ITALY: Following six months’ worth of rainfall in a day and a half, Itlay faces one of the worst floods in recent times. More than 20 rivers in Italy burst their banks, displacing thousands of people from their homes and resulting in the deaths of 13.
The most important details are that nearly every river between Bologna and the northeast coast was flooded on Thursday, and 280 landslides have been experienced.
A 71-year-old citizen was stranded in her hometown of Botteghino di Zocca, south of Bologna, and had to escape her bedroom in a rubber boat. Firefighters assisted a 97-year-old woman in escaping her bedroom in a rubber boat.

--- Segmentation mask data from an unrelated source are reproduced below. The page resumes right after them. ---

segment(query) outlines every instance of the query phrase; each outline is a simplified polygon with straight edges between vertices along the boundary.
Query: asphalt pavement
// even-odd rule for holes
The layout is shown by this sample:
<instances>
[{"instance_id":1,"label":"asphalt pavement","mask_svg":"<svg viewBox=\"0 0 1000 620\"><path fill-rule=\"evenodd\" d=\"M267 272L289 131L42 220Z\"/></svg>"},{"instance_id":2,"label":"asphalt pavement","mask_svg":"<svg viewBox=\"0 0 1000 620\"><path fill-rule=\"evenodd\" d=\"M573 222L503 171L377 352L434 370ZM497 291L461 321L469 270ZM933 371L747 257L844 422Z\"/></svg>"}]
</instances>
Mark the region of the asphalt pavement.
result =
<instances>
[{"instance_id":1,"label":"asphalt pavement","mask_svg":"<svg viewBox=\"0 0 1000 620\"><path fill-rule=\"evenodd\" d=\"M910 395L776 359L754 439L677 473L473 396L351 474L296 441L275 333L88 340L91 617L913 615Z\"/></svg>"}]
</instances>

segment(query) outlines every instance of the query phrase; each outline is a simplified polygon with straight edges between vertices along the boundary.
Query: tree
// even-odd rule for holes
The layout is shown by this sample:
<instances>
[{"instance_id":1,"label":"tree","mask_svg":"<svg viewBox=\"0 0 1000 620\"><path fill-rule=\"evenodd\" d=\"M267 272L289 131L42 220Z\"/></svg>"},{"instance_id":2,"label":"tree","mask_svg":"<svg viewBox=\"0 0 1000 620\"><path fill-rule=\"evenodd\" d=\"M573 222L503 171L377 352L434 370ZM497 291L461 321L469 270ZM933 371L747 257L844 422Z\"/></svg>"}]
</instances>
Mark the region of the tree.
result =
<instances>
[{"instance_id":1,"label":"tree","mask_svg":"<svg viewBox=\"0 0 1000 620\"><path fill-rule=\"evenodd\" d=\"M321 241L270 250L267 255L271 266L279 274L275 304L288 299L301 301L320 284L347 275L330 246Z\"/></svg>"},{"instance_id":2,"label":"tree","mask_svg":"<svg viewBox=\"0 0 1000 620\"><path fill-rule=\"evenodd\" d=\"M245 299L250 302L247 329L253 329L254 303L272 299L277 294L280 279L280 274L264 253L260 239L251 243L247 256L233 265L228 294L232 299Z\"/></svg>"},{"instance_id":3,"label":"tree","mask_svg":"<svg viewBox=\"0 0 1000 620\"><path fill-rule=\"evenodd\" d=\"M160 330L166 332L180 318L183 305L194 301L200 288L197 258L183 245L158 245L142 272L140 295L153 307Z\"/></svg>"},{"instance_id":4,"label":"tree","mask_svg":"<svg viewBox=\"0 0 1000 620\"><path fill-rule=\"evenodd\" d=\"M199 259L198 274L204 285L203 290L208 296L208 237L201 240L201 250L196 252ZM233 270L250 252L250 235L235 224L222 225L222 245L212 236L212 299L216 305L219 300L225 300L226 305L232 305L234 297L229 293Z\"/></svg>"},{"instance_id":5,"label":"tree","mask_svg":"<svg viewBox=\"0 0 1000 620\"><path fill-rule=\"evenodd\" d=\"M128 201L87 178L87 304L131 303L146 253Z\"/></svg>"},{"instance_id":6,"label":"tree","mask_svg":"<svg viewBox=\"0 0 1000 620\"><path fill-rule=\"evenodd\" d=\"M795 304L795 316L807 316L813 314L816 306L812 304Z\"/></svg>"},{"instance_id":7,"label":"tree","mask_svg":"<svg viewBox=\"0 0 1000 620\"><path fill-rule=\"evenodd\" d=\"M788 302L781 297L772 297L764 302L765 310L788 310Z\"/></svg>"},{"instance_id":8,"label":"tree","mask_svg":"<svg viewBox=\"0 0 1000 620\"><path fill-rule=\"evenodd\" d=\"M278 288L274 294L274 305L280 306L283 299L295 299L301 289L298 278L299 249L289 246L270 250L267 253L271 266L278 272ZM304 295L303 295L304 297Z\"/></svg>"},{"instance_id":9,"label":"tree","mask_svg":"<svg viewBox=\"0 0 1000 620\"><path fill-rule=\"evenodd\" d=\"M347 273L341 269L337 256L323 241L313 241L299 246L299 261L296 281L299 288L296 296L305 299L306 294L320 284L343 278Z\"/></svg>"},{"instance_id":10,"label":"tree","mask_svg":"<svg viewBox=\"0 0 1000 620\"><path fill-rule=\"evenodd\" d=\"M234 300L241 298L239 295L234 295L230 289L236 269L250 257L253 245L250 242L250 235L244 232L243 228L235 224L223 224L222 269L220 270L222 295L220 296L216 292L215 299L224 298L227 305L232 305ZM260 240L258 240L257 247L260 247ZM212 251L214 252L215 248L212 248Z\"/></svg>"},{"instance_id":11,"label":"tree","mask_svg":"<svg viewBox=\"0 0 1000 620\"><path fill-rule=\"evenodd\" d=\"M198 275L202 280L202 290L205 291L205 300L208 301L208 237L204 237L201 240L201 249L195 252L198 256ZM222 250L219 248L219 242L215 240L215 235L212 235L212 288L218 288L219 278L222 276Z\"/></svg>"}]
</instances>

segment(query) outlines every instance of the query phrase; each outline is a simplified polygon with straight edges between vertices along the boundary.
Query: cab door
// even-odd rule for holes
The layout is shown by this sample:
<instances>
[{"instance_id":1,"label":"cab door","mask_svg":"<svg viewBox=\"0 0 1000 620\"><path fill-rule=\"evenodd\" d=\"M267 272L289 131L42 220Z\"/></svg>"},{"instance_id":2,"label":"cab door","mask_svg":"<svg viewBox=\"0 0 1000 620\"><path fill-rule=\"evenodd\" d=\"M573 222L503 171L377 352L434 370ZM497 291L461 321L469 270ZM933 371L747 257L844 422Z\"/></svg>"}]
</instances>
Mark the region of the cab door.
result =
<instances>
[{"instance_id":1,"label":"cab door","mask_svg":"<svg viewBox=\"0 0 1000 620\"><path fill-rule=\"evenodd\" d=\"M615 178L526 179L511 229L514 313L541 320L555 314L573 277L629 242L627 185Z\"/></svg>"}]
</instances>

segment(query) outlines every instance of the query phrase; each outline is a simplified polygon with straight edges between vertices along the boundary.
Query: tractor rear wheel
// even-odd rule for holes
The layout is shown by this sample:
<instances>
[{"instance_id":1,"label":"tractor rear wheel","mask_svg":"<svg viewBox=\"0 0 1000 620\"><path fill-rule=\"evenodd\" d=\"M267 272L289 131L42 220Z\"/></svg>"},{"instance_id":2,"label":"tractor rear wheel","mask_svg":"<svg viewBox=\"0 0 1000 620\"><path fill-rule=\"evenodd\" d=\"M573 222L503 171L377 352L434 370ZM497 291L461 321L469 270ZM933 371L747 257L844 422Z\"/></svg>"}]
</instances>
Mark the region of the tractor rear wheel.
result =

Another 74-year-old survivor said that the road became a river, and everything that was kept down there was lost. This is only one of several towns and villages in Emilia-Romagna that have been inundated by rivers and overflowing canals.
Thursday saw fresh evacuations west of Ravenna and the discovery of more bodies, including a couple in a flat in the flooded village of Russi. Civil Protection Minister Nello Musumeci stated that tropical conditions had already arrived in Italy, reducing the amount of water that could be absorbed. A new strategy for hydraulic engineering is needed due to no regional dams being constructed in the previous 40 years.
Prime Minister Giorgia Meloni’s administration has scheduled a crisis meeting to address flooding caused by climate change.
Emilia-Romagna’s regional president estimated the damage expenses to be billions of euros. Towns to the west of Ravenna were evacuated, Villanova residents were instructed to take refuge, and Cervi experienced flooding again on Thursday.
The Emilia-Romagna Grand Prix at Imola was postponed due to flooding of the Santerno River. Bruce Springsteen’s rock concert at Ferrara was scheduled to take place on Thursday but was cancelled due to flooding. Local councilwoman Anna Ferraresi accused officials of moving forward despite the misery of thousands of people.
Flooding is caused by a variety of factors, but climate change’s warming of the atmosphere increases the likelihood of extreme rainfall. Since the start of the industrial age, the world has already warmed by around 1.1C, and temperatures will continue to climb unless governments drastically reduce emissions.